Dr. Fatima Denton, Director of the Special Initiatives Division and Coordinator of the African Climate Policy Centre (ACPC) set the tone on Tuesday when she had warned right at the opening session that Africa would have to remember Paris and COP 21 with the recognition that it took its best tools to the negotiation table; "that our arguments on energy and food security are strong enough to trigger a new global compact; and that we have provided a new rationale for why our economies and investment flows must align with a decarbonizing pathway."
The urgent question for Africa, she suggested, "is to figure out how fast can we run to repair, to replenish, to respond to the critical cascading challenges that we witness; ranging from an alarming rate of degradation of our water resources, soils, food systems, land, trees and forests and even the air we breathe and the rainfall and temperatures that we rely on to sustain our crops and to provide surpluses and to secure longevity and good health."
Beyond Paris, the issues that should preoccupy Africa, she continued, have to deal with what it can do for itself and, with others to locate itself at the centre of a new world order where it is able to act as the main purveyor of climate resilient development services.".
"How can Africa process the bounteous natural resources that it has long enjoyed and open a new window for a service industry that will add value to its primary products?
"How can it change the current cycle of an agricultural system that is struggling to feed its people to a climate smart system of agriculture that rhymes with tradeable goods and new markets? , she interrogated.
She added that the time is right for "ideas, strategies, plans and action that will enable Africa to sever ties with energy poverty and to concretise a plan of action that will enable its children to rediscover the full meaning of President Obama's "Power Africa" and to light up their future falling back on the continent's rich energy reserves in geothermal, wind and biomass and translating the anecdotal energy potential into energy action."
"Today is about a confident Africa, an Africa capable of giving new meaning to its growth story; able to use the argument on historical emissions to say to the rest of the world - you no longer have the license to emit on our behalf and we are prepared to invest in smart development by using our current atmospheric space to green our economies and to build climate resilient infrastructure" she explained.
Arguing that the price of inaction is as grave as the recklessness of continuing to pollute the earth, Dr.
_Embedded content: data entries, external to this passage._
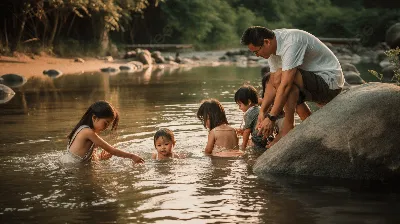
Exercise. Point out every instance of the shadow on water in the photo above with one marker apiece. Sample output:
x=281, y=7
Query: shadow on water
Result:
x=197, y=189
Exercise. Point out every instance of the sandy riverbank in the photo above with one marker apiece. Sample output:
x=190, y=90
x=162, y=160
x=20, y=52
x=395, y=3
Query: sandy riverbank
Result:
x=28, y=67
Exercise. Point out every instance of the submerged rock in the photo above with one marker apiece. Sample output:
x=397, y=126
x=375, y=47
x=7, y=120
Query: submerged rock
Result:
x=355, y=136
x=13, y=80
x=109, y=70
x=392, y=37
x=53, y=73
x=353, y=78
x=127, y=67
x=6, y=94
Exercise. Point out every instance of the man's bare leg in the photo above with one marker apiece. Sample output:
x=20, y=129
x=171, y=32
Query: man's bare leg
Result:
x=303, y=111
x=288, y=122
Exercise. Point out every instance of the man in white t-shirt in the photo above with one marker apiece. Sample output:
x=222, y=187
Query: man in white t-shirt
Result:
x=302, y=69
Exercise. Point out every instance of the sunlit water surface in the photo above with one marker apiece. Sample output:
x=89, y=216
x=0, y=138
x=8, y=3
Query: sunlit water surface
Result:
x=35, y=187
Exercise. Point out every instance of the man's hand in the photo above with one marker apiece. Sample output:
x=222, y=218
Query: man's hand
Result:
x=266, y=127
x=104, y=155
x=239, y=131
x=137, y=159
x=260, y=119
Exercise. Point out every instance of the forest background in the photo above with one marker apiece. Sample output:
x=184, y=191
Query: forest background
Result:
x=101, y=27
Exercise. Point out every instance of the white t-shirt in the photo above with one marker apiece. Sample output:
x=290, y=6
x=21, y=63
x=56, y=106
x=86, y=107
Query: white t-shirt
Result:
x=297, y=48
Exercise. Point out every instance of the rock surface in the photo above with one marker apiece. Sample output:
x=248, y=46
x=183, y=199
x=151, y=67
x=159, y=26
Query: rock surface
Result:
x=355, y=136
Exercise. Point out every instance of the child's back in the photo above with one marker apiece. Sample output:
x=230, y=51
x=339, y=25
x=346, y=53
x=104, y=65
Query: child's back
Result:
x=226, y=139
x=222, y=138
Denton said that "today is symbolised by a confident youth that is demanding a new treaty, not merely one that regulates global emissions, but a social contract that will hold current generations responsible, not for what they did, but especially for what they are not doing."
She called for urgent and practical action to win the ecological fight, especially "since we have not fully exploited our rich endowments in natural resources, and have not managed to turn these goods into prosperous markets; to arrest the deforestation tide, and in so doing, we continue to condemn our women and children to a lifelong exercise of searching for food, fuel and water."